While there may have been harmony on the set of Dick Tracy, there were growing problems backstage as Madonna and Warren hit upon important differences in their personalities. For instance, while Madonna was the ultimate party girl, Warren was a “homebody.” One night in the spring of 1989, Madonna took Warren to a dance club in a seedy part of Los Angeles called the Catch One, a notoriously popular gay hustlers’ hangout in the ethnic South Central district. Woefully out of place in his tailored Versace three-piece suit, Warren declined to get up and dance with Madonna.

“Hey, Pussy Man, come on out here,” she shouted at him from the dance floor. Wearing a hooded sweatshirt under a blue denim jacket, shorts, boxers’ shoes and a leather cap, backward, she laughed, tossed her head back and beckoned to him. “Let’s have fun!”10

The author — observing Madonna for a feature about her — watched as Warren stuck out his lower lip and shook his head. “No, I’m just fine,” he said with a weak smile. He then took a small bottle of allergy nasal spray from his jacket pocket and sprayed the medicine into his nose. “I can’t even breathe,” he complained, “let alone dance.”

“Oh my God,” Madonna hollered back at him. “Quit your whining, will you?”

Clearly exasperated by Warren’s conservative demeanor, she danced with a couple of shapely young women. Beatty sat on the sidelines, watching, wheezing and looking as though he was truly feeling his age.

“I shoulda’ come here with Rob Lowe,” Madonna shouted out at Warren, referring to the young actor she was also rumored to be dating at the time. “Now, he’s a guy who knows how to party hearty.” (The two were not in a serious relationship.)

Warren just shrugged.

The next morning, Madonna was at the Johnny Yuma Recording Studio in Los Angeles recording the vocals to the Stephen Sondheim songs that would appear on the album I’m Breathless (Music from and Inspired by the FilmDick Tracy). Wearing a low-cut, pink satin minidress over leggings, she stood in front of the microphone and sang the song beautifully while a roomful of people, including Warren, watched, apparently agog.

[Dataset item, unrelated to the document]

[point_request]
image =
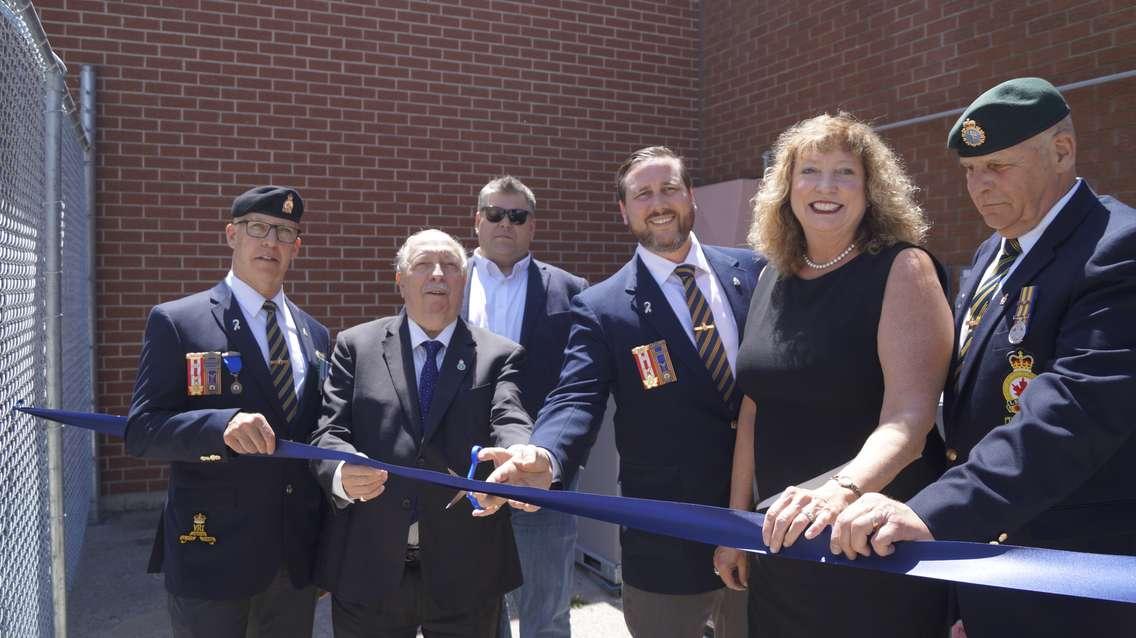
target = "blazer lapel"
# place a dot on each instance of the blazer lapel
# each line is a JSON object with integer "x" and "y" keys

Recalled one studio technician, “Madonna and Warren were happy together, but mismatched just the same. I remember the night she recorded the vocals to ‘Hanky Panky’ — which is about Beatty’s favorite sport, spanking. The atmosphere was so charged and intimate, I felt like I was intruding on something private. She was flirtatious. He lapped it up. She definitely knows how to keep a man interested. Plus, she was proud to be there with Warren. She wore him like a badge of honor. Some people whispered that he was only using her to help promote his movie. That seemed possible to me. But she was definitely using him, as well.”

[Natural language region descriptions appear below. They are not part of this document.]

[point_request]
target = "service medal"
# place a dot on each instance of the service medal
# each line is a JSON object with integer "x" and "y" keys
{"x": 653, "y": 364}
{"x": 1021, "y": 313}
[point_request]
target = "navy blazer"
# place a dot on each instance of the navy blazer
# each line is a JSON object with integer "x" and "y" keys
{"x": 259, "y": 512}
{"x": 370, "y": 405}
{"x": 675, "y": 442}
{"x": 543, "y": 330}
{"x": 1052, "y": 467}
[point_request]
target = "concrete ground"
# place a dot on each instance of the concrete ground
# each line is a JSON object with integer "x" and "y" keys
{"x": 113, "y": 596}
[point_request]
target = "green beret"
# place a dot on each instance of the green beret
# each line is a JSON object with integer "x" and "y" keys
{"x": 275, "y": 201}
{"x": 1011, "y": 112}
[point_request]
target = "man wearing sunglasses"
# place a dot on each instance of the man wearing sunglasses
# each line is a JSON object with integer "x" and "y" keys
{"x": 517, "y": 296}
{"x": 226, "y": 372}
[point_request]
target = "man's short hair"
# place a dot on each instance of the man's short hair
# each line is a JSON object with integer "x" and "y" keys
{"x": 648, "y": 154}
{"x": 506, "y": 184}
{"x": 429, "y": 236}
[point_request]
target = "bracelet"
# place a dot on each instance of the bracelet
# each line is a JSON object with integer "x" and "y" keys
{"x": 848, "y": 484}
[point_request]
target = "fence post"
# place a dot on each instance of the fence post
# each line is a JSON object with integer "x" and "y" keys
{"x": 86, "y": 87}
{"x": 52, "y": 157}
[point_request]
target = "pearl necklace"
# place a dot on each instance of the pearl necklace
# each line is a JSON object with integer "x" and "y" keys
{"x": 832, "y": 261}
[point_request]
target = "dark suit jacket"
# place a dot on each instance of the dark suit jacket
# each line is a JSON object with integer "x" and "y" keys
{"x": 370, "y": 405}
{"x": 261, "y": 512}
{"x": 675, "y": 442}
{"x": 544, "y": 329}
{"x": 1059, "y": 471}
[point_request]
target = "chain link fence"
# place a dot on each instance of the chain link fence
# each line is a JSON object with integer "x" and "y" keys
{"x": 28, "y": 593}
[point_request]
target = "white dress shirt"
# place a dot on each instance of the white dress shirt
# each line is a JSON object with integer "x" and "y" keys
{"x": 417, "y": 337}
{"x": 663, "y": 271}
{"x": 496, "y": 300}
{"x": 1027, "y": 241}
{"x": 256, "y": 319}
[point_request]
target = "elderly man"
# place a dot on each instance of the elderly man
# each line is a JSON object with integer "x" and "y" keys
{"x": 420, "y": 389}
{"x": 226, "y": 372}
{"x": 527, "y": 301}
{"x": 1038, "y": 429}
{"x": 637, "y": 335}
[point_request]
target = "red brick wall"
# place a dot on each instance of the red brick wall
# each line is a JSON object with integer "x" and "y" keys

Later that day, in April 1989, Warren accompanied Madonna to an audition for the futuristic video of her song, “Express Yourself” (inspired by the 1926 Fritz Lang classic film, Metropolis). She had twenty dancers (some were only models who could also dance) in a lineup, finalists for the $1-million production (only Michael Jackson’s long-form “Thriller” cost more). Marching down the line, a gum-chewing drill sergeant, she sized up each candidate. To one long-haired fellow, she said, “Now, there’s no problem with cutting your hair, is there?” When he hesitated, she said, “Oh, give me a break. Yes or no!”

Then, on to the next dancer. “What’s with that posture?” she asked. “Stand up straight,” she ordered. “Do you want this job or not?”

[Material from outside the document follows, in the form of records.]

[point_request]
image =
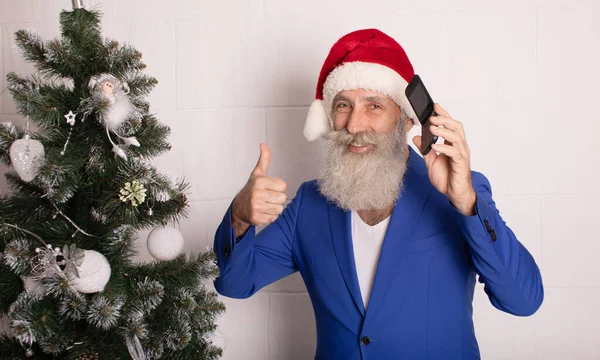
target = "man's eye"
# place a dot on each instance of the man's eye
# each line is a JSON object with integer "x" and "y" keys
{"x": 342, "y": 106}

Then, to the next one, “Oh my God,” she said. “Look at you.” She paused for a moment to scrutinize him. Then, she turned to Warren and said, “Look at the bulge in this guy’s tights. What’s that all about?”

Warren didn’t respond. Instead, he just looked on with a bemused expression. “Man, she’s rather a bitch, isn’t she?” Warren observed to one of the choreographers.

“Yeah, well . . .” answered the choreographer, his tone exhausted.

“Or maybe she’s just showing off for me?” Warren wondered aloud. Looking troubled, he took out a silk handkerchief from his breast pocket. Then he blew his nose.